OpenClaw audio pipeline question: does OpenRouter Voxtral actually work as a native STT backend? | Friends of the Crustacean 🦞🤝 | Page 1

I am testing Telegram voice-note transcription in OpenClaw and I have narrowed the issue down pretty far.

Setup:

OpenClaw 2026.4.2
Telegram direct chat
tools.media.audio.enabled = true
echoTranscript = true
audio model chain:
provider: "openrouter", model: "mistralai/voxtral-small-24b-2507"
local whisper CLI fallback

What happens:

Telegram voice messages arrive correctly.
The local Whisper fallback works end-to-end.
The transcript echo I see in successful runs has Whisper-style timestamps like:
"[00:00.000 --> 00:03.000] Antworten nur mit dem Wort Banane."
So in practice it looks like OpenClaw is skipping the OpenRouter/Voxtral step and falling through to Whisper.

Important detail:

I tested the same OGG file directly against OpenRouter with Voxtral and it works.
So Voxtral itself is fine.
But inside OpenClaw, I cannot prove that provider: "openrouter" is actually being used for audio transcription.

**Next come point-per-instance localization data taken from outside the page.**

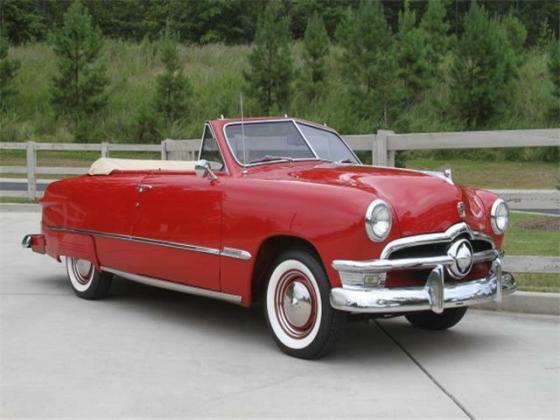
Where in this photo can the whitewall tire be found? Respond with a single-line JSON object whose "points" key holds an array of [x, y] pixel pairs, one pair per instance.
{"points": [[298, 311], [86, 281]]}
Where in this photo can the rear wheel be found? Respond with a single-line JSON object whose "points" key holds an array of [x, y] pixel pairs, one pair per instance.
{"points": [[298, 311], [86, 281], [429, 320]]}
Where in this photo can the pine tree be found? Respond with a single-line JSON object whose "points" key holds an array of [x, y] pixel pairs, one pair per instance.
{"points": [[8, 70], [368, 63], [78, 88], [316, 48], [554, 70], [271, 70], [435, 32], [412, 56], [483, 70], [173, 87]]}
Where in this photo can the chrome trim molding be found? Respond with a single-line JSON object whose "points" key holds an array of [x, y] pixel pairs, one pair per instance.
{"points": [[235, 253], [381, 266], [279, 120], [26, 241], [177, 287], [226, 252], [429, 238], [434, 296]]}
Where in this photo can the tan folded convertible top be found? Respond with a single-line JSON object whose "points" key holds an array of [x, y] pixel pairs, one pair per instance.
{"points": [[104, 166]]}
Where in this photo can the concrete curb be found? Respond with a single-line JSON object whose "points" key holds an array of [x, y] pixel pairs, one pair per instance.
{"points": [[23, 207], [527, 303]]}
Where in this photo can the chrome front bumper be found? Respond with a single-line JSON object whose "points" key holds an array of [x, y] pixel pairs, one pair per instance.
{"points": [[436, 295]]}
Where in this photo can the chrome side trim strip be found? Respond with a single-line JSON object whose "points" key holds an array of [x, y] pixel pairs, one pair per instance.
{"points": [[169, 285], [226, 252], [430, 238], [235, 253]]}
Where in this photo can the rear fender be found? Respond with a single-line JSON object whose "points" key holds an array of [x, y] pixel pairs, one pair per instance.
{"points": [[71, 244]]}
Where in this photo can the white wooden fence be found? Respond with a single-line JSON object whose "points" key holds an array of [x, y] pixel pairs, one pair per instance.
{"points": [[382, 146]]}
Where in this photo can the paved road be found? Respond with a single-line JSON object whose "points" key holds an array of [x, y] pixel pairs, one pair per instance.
{"points": [[152, 353]]}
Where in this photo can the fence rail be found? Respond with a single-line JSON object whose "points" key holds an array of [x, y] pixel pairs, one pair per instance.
{"points": [[382, 146]]}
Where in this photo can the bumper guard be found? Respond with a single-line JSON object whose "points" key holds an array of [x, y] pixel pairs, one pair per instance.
{"points": [[436, 295]]}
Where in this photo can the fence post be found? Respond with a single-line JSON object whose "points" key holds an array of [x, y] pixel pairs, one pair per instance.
{"points": [[104, 149], [380, 157], [31, 170], [164, 149]]}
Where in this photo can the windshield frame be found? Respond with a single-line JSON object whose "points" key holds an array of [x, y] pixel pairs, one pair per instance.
{"points": [[296, 125], [328, 130], [208, 125]]}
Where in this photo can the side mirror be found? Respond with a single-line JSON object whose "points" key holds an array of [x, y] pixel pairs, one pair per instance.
{"points": [[202, 169]]}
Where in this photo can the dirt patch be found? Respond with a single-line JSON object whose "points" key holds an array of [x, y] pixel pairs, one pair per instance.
{"points": [[549, 224]]}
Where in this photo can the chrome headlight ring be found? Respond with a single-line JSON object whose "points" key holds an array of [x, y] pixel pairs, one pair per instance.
{"points": [[499, 216], [378, 220]]}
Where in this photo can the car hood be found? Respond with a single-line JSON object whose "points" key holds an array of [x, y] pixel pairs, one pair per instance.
{"points": [[421, 202]]}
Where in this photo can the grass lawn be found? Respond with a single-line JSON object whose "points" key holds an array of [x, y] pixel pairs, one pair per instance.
{"points": [[496, 174], [530, 282], [522, 241]]}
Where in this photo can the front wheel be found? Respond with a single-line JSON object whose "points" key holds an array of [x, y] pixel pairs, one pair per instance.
{"points": [[298, 311], [429, 320], [86, 281]]}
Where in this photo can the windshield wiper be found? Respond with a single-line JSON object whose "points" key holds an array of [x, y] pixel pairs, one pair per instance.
{"points": [[269, 158]]}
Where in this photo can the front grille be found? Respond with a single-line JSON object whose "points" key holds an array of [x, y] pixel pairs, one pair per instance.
{"points": [[436, 249], [414, 278]]}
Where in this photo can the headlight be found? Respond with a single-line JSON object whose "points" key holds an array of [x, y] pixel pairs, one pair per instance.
{"points": [[499, 216], [378, 220]]}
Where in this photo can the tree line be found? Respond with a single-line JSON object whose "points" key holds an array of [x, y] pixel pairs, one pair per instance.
{"points": [[386, 66], [236, 21]]}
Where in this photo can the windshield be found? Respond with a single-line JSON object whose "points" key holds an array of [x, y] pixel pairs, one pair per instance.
{"points": [[328, 145], [267, 141], [257, 142]]}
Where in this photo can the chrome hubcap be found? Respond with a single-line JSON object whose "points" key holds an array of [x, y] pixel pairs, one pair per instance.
{"points": [[297, 304], [83, 270]]}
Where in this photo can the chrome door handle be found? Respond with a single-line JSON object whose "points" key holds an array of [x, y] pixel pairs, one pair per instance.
{"points": [[143, 187]]}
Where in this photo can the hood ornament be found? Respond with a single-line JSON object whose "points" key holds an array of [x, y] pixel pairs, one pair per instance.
{"points": [[462, 253]]}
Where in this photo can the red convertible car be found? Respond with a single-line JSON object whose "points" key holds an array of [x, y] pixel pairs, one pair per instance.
{"points": [[281, 211]]}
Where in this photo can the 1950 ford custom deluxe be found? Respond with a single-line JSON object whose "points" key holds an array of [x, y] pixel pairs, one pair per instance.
{"points": [[281, 210]]}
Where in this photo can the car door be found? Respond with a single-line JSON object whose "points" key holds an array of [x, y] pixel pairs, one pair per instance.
{"points": [[180, 215], [178, 229]]}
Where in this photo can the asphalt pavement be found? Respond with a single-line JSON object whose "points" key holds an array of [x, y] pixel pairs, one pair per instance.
{"points": [[146, 352]]}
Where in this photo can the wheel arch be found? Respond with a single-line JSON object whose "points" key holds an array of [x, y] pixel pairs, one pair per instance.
{"points": [[268, 251]]}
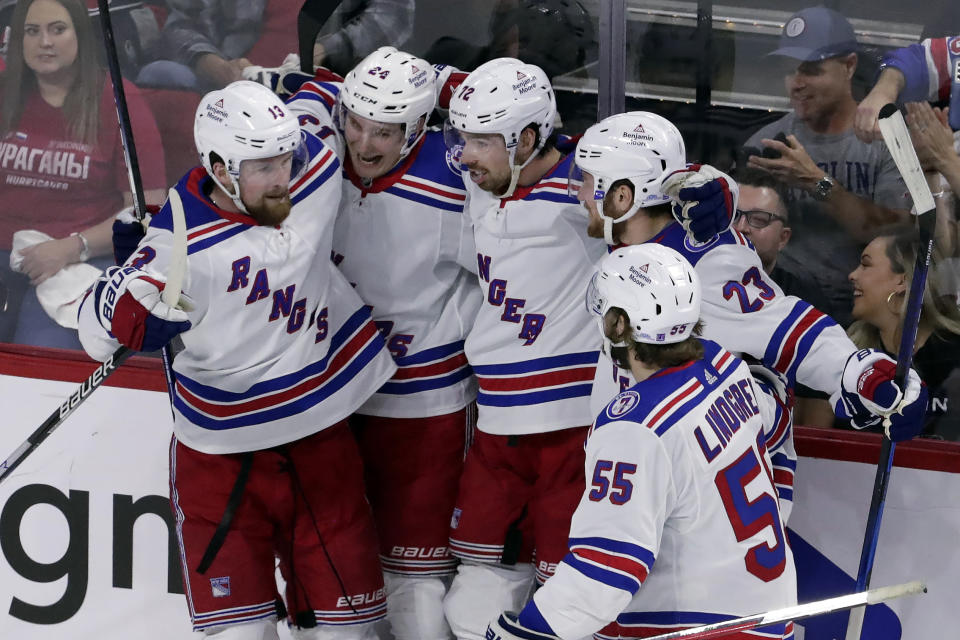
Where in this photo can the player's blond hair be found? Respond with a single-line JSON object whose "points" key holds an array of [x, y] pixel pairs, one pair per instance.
{"points": [[659, 356]]}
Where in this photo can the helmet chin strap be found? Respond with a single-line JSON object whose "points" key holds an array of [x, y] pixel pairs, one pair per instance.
{"points": [[608, 223], [515, 169], [236, 188]]}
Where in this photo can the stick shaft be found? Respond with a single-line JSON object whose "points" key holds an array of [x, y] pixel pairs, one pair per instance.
{"points": [[123, 115], [798, 612], [897, 138], [81, 393]]}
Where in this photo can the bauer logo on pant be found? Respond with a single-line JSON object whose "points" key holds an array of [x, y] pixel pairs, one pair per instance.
{"points": [[220, 587]]}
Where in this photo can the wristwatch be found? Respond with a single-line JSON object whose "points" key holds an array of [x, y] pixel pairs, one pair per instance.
{"points": [[821, 191]]}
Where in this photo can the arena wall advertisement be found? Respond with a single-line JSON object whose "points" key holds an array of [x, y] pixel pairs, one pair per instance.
{"points": [[87, 545]]}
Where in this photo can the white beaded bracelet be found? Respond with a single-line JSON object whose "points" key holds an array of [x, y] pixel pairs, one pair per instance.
{"points": [[84, 246]]}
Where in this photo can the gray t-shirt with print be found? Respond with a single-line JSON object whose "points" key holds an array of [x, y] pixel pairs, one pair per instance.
{"points": [[819, 243]]}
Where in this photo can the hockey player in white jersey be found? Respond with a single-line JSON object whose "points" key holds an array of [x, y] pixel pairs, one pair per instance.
{"points": [[403, 238], [633, 165], [278, 351], [531, 346], [679, 525]]}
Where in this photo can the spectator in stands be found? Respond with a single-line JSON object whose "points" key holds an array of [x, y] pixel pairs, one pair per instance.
{"points": [[764, 218], [62, 172], [881, 286], [843, 188], [210, 42]]}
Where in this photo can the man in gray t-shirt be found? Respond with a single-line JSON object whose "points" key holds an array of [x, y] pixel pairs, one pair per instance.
{"points": [[842, 190]]}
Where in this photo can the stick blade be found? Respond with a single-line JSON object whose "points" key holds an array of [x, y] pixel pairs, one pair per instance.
{"points": [[897, 137]]}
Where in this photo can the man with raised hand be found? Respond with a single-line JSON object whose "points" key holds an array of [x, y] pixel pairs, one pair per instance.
{"points": [[403, 238]]}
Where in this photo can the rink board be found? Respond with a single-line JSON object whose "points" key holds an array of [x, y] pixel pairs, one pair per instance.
{"points": [[88, 552]]}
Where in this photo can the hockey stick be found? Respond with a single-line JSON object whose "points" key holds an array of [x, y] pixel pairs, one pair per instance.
{"points": [[798, 612], [895, 134], [170, 296], [312, 17], [171, 292], [120, 101]]}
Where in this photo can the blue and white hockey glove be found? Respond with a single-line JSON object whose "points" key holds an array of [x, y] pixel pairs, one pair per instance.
{"points": [[869, 394], [128, 305], [128, 232], [704, 200], [508, 627], [284, 80]]}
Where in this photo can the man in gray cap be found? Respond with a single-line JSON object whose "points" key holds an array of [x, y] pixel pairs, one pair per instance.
{"points": [[842, 189]]}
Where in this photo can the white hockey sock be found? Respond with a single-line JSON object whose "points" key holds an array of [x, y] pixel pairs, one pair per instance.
{"points": [[415, 607], [480, 592]]}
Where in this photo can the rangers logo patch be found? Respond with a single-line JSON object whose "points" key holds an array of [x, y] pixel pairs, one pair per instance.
{"points": [[220, 586], [622, 404]]}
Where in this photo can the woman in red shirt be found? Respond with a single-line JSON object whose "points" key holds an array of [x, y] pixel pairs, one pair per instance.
{"points": [[62, 169]]}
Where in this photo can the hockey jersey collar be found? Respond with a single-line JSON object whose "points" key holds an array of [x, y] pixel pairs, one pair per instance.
{"points": [[385, 181], [554, 172], [195, 183]]}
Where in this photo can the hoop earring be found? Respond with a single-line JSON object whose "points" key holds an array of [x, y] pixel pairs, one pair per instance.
{"points": [[890, 297]]}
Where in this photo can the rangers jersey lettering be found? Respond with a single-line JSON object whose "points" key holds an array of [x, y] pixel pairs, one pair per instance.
{"points": [[679, 524], [281, 346], [533, 345], [405, 242]]}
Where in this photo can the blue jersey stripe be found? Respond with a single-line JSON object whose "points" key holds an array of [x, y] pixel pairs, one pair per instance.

I also tried adding Voxtral to models.providers.openrouter.models with input: ["text", "audio"], but config validation rejects "audio" there and only accepts "text" / "image".

Question:
Is provider: "openrouter" officially supported for audio transcription inside tools.media.audio.models?

If yes, what is the correct config pattern?

If no, is the intended supported path for Voxtral audio currently only provider: "mistral" rather than provider: "openrouter"?

#OpenClaw audio pipeline question: does OpenRouter Voxtral actually work as a native STT backend?